6. Applications: Highest Visibility, Weakest Default Moat

  • Supply chain: model/API → workflow UX → customer data → distribution → retention loop.
  • Good apps: own a painful workflow, have distribution, create proprietary data, and sit close to budget authority.
  • Bad apps: wrappers around commodity models with no data flywheel and no switching cost.
  • Portfolio implication: app winners exist, but the underwriting hurdle is higher. Demand proof of workflow ownership, not just impressive demos.
Public-market hooks
ADBE, CRM, NOW, INTU, DUOL, Figma/Canva-style private comps, vertical AI apps, Harvey-like legal AI
Main risk
Feature-copying by model providers, seat-price pressure, customer churn, app-store/platform dependency.

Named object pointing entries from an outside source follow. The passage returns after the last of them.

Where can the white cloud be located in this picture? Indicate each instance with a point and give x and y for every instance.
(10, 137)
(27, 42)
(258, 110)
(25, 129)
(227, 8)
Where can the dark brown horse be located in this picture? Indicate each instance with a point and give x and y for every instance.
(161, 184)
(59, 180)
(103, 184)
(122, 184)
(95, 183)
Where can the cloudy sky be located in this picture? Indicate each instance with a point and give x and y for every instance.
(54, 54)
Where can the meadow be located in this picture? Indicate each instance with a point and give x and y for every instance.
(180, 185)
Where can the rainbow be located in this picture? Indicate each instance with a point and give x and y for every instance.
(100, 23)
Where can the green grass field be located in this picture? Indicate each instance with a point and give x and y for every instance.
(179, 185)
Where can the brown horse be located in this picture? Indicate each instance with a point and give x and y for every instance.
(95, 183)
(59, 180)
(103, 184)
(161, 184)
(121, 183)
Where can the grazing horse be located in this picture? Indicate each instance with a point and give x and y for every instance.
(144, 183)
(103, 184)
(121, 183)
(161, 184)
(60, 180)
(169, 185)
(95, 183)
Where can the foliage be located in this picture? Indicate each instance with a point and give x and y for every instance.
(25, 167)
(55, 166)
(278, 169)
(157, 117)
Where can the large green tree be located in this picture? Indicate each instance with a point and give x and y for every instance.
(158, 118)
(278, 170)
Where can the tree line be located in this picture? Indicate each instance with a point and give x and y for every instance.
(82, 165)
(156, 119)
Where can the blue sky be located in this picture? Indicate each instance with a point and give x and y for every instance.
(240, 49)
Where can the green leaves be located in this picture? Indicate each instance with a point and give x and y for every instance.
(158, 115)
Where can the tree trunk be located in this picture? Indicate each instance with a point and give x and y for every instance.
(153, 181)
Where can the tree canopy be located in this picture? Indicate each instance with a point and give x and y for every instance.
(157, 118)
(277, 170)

Portfolio Read: Follow the Forced Flow of Dollars

Highest conviction buckets

  • Power equipment, grid gear, cooling and data-center infrastructure.
  • HBM, advanced packaging, leading-edge foundry and semi equipment.
  • Vertically integrated platforms with data + distribution + compute.

Selective buckets

  • Cloud providers that can convert capex into sticky workloads.
  • Security platforms using AI to harden code and infrastructure.
  • Physical AI names with real embodied data and manufacturing scale.

Avoid / short-list risk

  • AI app wrappers with no proprietary workflow data.
  • Model-only exposure without distribution or compute advantage.
  • Hardware beneficiaries priced as if no cycle risk exists.
🔍
If a company does not control a bottleneck, a workflow, proprietary data or distribution, assume its AI margin gets competed away.
Process rule

This is a framework, not a buy list. Position sizing still matters. The correct trade can still lose money if bought at the wrong price or sized like a prediction instead of a probability.